Non è lo Spread: perchè il pomo della discordia di Palazzo Chigi non è quello che vogliono farci credere
Le temperature basse di un Maggio poco disciplinato descrivono in maniera pertinente il gelido clima di Palazzo Chigi. Perchè, checchè se ne dica, questo governo esce con le ossa rotte da quella che avrebbe dovuto essere la campagna elettorale della riappacificazione gialloverde. Ma non si faccia l’errore di credere che la frattura porti la firma di questo o quell’Onorevole, o, peggio ancora, che il nervosismo dell’esecutivo sia da attribuire alla posizioni differenti dei vicepremier in relazione allo sforamento deficit-pil. Alle questioni pratiche, in politica, si pone rimedio cercando un compromesso. E quando la posta in gioco è alta, il compromesso si trova.
Non si faccia nemmeno l’errore di credere che il caso Siri fosse un regolamento di Conti: troppo poco varrebbe la figura del solo ex sottosegretario a pareggiare una storia di litigi che va avanti da Marzo 2018. O, forse, ancor da prima.
QUESTIONE DI SPREAD: DI MAIO LO TEME, SALVINI LO IGNORA – Lo spread – che, per noi comuni mortali, altro non è che il differenziale di rendimento tra i titoli di stato italiani e i Bund emessi dalla Germania – gioca un ruolo principale nella contesa delle idi di Maggio. Almeno all’apparenza. Perchè il Vicepremier Di Maio, che rappresenta inevitabilmente la corrente moderata dell’esecutivo, ha dichiarato che ” L’obiettivo è quello di far aumentare il salario degli italiani, lo stipendio degli italiani con la legge sul salario minimo orario, non lo spread“.

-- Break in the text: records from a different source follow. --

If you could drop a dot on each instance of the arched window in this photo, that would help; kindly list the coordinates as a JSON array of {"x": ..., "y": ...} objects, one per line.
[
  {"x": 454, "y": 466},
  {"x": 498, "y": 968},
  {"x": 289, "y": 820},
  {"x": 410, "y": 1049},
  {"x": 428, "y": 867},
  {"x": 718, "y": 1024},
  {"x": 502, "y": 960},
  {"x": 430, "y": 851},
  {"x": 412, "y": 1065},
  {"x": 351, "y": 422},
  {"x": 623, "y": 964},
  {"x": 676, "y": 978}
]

Il Vicepremier Salvini, che in tanti definiscono “populista” ma che di certo non è da considerarsi un moderato, ha invece optato per il più irriverente dei “Me ne infischio”: “Superare il 3 %? Non solo si può, si deve!” ha commentato il titolare del Viminale. Con fare provocatorio. O forse con la verve di chi, in linea con le imminenti elezioni per il Parlamento Europeo, ha intenzione di far passare un messaggio chiaro di disaccordo nei confronti delle politiche comunitarie degli attuali vertici di Bruxelles. Ai quali strizza invece l’occhio l’ormai ex alleato Silvio Berlusconi. Ma questa è un’altra storia.
LE RAGIONI DELLA DISCORDIA – Non si faccia l’errore di credere che gli eventi sopracitati siano i reali fattori di disaccordo alla base della perenne deadline dinamica dell’esperienza governativo Di Maio – Salviniana, come si diceva in precedenza. Perchè – e la storia ce lo insegna – non esistono esecutivi “rose e fiori”. Guai se fosse così, aggiungiamo, perchè a farne le spese sarebbe il dibattito.
Ma non esistono nemmeno questioni irrisolvibili. E se l’ordinario finisce per diventare insormontabile, allora vuol dire che dietro alle onde si celano gli scogli. Come i sondaggi, che proiettano un Salvini sempre più in crescita, tanto da concedere al sempreverde Giorgetti il ruolo di profeta in patria: “Se il livello di litigiosità resta questo dopo il 26 maggio è evidente che non si potrebbe andare avanti”. Ipse dixit.